How much VRAM does Qwen3-TTS need?

About 8 GB — the minimum this recipe targets.

How hard is this setup?

Intermediate — follow the steps above.

Qwen3-TTS 1.7B-Base on RTX 4060 Ti 16GB: Multilingual Voice Cloning in 10 Languages with FlashAttention-2

What You'll Build

A local zero-shot text-to-speech pipeline using Qwen3-TTS-12Hz-1.7B-Base on an RTX 4060 Ti 16GB — clone any voice from a 3-second reference clip, then synthesise new sentences in Chinese, English, Japanese, Korean, German, French, Russian, Portuguese, Spanish, or Italian.

Hardware data: RTX 4060 Ti 16GB (Ada Lovelace, sm_89) · weights 4.54 GB on disk · ~5 GB VRAM idle, climbing toward ~8 GB peak during inference per archy.net and the Qwen-canonical discussion thread (both measured on RTX 3090 — the autoregressive workload's VRAM footprint is dominated by BF16 weights, not arch-specific).

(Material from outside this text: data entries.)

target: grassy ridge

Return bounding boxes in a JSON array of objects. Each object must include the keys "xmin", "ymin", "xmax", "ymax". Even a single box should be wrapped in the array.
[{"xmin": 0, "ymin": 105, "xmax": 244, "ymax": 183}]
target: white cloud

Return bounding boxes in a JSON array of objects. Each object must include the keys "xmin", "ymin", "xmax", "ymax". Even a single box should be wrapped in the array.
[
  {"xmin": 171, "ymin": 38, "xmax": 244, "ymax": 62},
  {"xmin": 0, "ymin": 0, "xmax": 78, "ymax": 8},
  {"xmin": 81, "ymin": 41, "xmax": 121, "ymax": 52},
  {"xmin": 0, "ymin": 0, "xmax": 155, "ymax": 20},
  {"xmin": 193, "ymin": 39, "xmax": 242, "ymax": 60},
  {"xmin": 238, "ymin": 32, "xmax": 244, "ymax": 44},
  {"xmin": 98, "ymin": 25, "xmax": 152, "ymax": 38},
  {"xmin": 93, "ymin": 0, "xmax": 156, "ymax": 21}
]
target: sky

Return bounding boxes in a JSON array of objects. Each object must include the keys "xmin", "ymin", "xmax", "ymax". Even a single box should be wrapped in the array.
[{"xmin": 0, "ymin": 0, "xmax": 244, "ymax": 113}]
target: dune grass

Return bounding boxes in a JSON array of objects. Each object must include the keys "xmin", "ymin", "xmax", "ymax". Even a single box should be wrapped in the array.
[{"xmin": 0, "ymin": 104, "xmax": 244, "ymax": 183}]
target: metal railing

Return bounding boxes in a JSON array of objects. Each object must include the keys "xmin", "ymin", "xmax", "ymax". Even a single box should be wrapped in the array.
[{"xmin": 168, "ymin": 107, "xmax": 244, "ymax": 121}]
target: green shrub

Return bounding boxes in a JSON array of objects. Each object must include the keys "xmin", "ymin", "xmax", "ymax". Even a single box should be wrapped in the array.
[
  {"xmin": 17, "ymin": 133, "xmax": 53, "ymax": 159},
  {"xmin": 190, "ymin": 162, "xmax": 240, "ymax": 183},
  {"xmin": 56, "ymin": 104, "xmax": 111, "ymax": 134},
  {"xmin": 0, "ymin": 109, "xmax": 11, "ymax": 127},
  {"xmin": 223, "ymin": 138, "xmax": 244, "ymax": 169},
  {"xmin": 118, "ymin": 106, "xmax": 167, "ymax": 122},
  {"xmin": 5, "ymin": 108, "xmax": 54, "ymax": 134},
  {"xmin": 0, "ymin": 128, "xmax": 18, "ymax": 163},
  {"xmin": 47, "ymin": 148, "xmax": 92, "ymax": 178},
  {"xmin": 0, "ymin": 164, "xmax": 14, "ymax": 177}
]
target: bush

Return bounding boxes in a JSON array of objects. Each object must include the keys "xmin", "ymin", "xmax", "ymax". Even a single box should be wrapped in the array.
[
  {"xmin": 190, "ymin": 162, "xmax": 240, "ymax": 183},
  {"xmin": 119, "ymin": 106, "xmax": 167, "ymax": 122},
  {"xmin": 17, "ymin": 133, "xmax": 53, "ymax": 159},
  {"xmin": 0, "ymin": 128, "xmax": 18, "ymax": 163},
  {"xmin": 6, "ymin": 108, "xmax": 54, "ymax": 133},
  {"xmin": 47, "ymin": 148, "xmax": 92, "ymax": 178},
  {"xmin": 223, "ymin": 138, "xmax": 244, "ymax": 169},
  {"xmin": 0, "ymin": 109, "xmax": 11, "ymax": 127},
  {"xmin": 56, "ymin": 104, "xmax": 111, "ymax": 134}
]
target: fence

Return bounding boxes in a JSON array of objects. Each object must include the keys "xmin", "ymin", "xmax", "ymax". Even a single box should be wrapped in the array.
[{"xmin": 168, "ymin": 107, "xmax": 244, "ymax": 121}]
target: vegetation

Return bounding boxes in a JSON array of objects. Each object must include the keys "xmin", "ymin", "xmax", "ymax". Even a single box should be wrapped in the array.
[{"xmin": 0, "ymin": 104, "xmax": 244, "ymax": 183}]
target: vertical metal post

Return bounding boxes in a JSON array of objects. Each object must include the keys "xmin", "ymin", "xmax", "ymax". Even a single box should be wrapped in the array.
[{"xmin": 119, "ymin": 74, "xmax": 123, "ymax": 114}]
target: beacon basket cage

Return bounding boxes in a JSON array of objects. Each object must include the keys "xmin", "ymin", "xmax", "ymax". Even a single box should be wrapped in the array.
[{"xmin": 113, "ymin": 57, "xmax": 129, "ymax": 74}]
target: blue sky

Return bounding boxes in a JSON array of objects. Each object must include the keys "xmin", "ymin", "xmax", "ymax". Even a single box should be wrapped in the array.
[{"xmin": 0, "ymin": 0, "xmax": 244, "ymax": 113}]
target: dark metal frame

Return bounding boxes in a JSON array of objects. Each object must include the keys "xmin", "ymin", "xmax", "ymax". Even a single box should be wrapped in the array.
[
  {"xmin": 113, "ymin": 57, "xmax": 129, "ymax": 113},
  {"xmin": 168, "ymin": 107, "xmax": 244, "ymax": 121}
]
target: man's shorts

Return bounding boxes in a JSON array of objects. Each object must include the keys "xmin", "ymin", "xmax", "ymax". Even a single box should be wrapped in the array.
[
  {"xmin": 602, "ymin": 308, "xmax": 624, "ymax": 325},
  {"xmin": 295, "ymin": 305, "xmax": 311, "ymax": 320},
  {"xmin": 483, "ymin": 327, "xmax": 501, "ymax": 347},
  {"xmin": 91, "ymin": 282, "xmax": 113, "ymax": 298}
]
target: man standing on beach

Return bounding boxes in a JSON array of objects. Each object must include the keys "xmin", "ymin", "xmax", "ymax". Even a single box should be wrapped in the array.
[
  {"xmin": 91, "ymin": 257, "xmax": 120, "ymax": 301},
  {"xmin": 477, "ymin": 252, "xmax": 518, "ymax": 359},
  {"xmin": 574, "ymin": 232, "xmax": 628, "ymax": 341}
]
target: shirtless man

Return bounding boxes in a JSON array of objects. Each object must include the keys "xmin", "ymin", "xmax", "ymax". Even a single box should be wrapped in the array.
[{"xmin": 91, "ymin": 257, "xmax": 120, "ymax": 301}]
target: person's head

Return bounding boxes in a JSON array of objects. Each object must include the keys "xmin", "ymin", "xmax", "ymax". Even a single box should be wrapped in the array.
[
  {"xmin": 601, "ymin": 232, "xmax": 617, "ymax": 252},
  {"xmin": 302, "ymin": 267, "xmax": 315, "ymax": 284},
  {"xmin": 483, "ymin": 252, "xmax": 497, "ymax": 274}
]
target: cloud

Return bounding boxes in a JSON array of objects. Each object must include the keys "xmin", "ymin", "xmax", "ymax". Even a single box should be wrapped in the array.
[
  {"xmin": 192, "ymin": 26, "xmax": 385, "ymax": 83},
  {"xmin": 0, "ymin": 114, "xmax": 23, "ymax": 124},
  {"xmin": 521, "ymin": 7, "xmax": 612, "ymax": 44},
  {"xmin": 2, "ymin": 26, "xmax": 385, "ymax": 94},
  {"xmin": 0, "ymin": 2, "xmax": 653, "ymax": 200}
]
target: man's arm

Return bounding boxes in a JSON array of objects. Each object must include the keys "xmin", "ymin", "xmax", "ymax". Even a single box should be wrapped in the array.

See benchmark data

⚠️ Variant pinned. This recipe targets the 1.7B-Base checkpoint (voice cloning). Several sibling variants live on the same Qwen HF org and are not covered here:

Qwen3-TTS-12Hz-1.7B-CustomVoice — same 1.7B parameter count and runtime VRAM envelope, but ships 9 pre-defined premium speakers (Vivian, Serena, Uncle_Fu, Dylan, Eric, Ryan, Aiden, Ono_Anna, Sohee) plus natural-language style control via the instruct= argument. The install / runtime steps below carry over; only the inference call changes (generate_custom_voice(...) with speaker= and optional instruct= arguments) per the GitHub README.

Two 0.6B variants — Qwen3-TTS-12Hz-0.6B-Base and Qwen3-TTS-12Hz-0.6B-CustomVoice — are also released by the Qwen team with the same language coverage and streaming support per the GitHub README. Lighter footprint; same install path.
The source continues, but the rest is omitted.